Add Quantile Ranks Example (#69)

Create plot_quantile_ranks.py
zillow · Aug 3, 2024 · 6344ce2 · 6344ce2
1 parent 4a5fa31
commit 6344ce2
Showing 1 changed file with 84 additions and 0 deletions.
diff --git a/examples/plot_quantile_ranks.py b/examples/plot_quantile_ranks.py
@@ -0,0 +1,84 @@
+"""
+Using Quantile Ranks to Identify Potential Outliers
+===================================================
+
+This example demonstrates the use of quantile regression forest (QRF) quantile
+ranks to identify potential outlier samples. In this scenario, we train a QRF
+model on a toy dataset and use quantile ranks to highlight values that deviate
+significantly from the expected range.
+"""
+
+import math
+
+import altair as alt
+import numpy as np
+import pandas as pd
+
+from quantile_forest import RandomForestQuantileRegressor
+
+n_samples = 5000
+bounds = [0, 10]
+
+
+def make_toy_dataset(n_samples, bounds, add_noise=True, random_seed=0):
+    rng = np.random.RandomState(random_seed)
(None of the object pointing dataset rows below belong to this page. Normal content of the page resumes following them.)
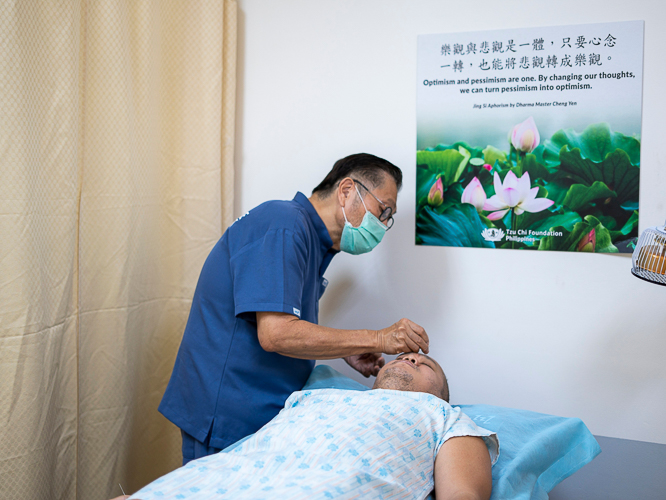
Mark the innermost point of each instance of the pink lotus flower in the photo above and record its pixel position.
(474, 194)
(436, 194)
(588, 242)
(514, 194)
(525, 136)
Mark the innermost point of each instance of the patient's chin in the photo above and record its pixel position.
(394, 378)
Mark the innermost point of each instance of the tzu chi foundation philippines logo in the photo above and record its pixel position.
(492, 234)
+    X_1d = np.linspace(*bounds, num=n_samples)
+    X = X_1d.reshape(-1, 1)
+    y = X_1d * np.cos(X_1d) + rng.normal(scale=X_1d / math.e)
+    return X, y
+
+
+X, y = make_toy_dataset(n_samples, bounds, add_noise=True, random_seed=0)
+
+params = {"max_samples_leaf": None, "min_samples_leaf": 50, "random_state": 0}
+qrf = RandomForestQuantileRegressor(**params).fit(X, y)
+
+y_pred = qrf.predict(X)
+y_ranks = qrf.quantile_ranks(X, y)
+
+df = pd.DataFrame(
+    {
+        "x": X.reshape(-1),
+        "y": y,
+        "y_pred": y_pred,
+        "y_rank": y_ranks,
+    }
+)
+
+
+def plot_fit_and_ranks(df):
+    slider = alt.binding_range(min=0, max=1, step=0.01, name="Rank Interval Threshold: ")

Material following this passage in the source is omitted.